I was so proud of our ambassadors. Kevin is well-versed in media work but for James and Jodie it was very new. I then spoke to Andy Wilson, the RFL’s Head of Media, who had arranged media training for both and we both agreed how pleasing it was to see their tangible development since the training.
I arrived home around 6pm, headed out for a run, cooked dinner and settled down with my son Oliver to watch the first Super League game of the season, St Helens vs Wigan. The match didn’t disappoint and was a great start to the season.
Friday 1st February
Arrived in the office just after 7am. My favourite part of the day - when the office is quiet, which allows time for reflection and preparation.

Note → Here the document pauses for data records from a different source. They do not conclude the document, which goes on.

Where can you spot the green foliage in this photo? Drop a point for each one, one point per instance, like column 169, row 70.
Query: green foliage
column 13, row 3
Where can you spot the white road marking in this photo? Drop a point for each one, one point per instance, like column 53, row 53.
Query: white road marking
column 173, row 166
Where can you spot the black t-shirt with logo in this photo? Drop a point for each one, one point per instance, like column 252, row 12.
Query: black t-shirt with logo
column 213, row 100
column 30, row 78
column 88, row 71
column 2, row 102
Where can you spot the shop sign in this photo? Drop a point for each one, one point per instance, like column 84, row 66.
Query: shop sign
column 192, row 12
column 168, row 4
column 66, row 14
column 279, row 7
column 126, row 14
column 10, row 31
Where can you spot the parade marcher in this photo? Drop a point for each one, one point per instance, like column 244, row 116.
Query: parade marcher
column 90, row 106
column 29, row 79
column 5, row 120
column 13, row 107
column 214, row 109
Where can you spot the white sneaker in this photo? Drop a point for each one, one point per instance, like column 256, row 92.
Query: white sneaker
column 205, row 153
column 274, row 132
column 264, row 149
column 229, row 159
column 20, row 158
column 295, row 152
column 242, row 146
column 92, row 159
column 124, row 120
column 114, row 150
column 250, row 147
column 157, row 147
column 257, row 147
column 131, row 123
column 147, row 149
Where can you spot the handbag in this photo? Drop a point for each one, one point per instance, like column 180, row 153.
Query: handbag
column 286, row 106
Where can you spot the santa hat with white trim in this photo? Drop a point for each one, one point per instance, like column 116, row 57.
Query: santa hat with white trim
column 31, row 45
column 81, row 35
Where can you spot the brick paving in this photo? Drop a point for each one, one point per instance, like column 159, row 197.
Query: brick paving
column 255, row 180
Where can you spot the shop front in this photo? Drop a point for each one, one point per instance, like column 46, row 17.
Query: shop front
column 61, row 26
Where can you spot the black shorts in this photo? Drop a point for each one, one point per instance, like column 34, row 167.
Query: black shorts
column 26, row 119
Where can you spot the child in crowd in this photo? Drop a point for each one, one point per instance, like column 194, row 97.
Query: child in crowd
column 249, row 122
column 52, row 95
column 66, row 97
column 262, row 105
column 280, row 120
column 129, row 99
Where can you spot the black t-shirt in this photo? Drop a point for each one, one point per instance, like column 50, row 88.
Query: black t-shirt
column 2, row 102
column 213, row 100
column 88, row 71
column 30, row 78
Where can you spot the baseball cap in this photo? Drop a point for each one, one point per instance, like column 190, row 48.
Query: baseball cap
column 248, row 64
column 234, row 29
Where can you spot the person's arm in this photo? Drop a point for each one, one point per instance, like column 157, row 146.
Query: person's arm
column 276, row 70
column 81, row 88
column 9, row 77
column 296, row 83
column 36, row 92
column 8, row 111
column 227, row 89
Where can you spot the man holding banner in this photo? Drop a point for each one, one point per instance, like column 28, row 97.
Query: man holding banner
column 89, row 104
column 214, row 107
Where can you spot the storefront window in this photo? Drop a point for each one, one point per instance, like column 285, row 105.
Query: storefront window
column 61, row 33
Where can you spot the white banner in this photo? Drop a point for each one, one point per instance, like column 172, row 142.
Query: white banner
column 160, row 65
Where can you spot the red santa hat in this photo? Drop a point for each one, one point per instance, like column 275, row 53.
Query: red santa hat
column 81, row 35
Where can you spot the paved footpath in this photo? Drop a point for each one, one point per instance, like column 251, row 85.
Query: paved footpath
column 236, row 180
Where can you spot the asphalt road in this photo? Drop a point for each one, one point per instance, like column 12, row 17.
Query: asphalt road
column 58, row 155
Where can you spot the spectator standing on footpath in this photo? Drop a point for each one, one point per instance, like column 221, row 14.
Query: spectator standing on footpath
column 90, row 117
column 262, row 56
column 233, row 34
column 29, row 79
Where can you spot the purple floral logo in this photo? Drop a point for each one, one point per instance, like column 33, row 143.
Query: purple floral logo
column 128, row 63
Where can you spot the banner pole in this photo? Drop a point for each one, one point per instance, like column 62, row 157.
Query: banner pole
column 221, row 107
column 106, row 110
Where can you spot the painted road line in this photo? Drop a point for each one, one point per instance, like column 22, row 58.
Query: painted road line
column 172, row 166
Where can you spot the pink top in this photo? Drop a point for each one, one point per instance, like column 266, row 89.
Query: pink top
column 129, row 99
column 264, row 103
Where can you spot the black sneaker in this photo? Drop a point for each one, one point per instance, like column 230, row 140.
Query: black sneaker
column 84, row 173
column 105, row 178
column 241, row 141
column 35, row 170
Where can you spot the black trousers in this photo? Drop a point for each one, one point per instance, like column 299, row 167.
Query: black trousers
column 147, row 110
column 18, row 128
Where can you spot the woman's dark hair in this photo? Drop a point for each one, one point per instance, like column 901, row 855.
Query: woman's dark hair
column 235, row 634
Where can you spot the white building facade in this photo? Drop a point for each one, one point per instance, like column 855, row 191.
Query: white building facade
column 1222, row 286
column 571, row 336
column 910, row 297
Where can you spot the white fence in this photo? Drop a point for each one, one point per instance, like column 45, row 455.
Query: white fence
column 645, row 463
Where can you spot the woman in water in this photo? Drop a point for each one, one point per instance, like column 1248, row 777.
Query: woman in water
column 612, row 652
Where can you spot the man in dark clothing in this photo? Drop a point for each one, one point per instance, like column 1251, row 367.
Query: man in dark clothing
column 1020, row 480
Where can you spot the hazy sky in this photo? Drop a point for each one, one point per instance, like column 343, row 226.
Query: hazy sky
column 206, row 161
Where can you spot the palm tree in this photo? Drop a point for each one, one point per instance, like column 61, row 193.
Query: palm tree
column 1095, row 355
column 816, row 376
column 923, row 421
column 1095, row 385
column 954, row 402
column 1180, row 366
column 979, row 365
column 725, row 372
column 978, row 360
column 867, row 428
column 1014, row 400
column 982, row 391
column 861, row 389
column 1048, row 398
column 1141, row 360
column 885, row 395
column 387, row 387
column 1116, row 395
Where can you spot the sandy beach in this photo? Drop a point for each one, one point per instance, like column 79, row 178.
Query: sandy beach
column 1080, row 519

Stephen and I take our new recruit, Ben, out for breakfast. Ben has joined us in a dual role as Commercial Manager, splitting his time between the World Cup and the RFL. Back into the office for our weekly team meeting. Most teammates are on Skype today, and there is a slightly euphoric feel to the start of the meeting given this week’s achievements. Everyone appreciates that this week is just a milestone and we will be judged during the tournament rather than now, but celebrating success together is a key part of our culture.
More meetings before an impromptu lunch with Ralph, the CEO of the RFL, in the freezing cold reception area of the building foyer. Most definitely warmer outside, so the butternut squash soup was well appreciated.
Managed to get my inbox to a reasonable state and then leave the office at 4pm. I could have stayed longer but wasn’t adding any value.
Cook dinner, then a mixture of the Hull derby and France vs Wales on TV with my son. Also get a chance to watch our broadcast again for the first time since the cinema. I am so pleased that we delivered on every level.
We're in for a weekend full of Rugby. On Sunday, I'll go with Oliver and my Dad to Leigh’s first game of the season. My Dad took me to my first match when I was five so I guess this is my 41st season. In Oliver’s short life, he has seen his team promoted, play in the Super League, relegated and come back from the brink of administration.
It’s been a great week, and the weekend has been a good way to recharge and refresh for another week.
Come Monday, it'll be 992 days to go - our journey continues.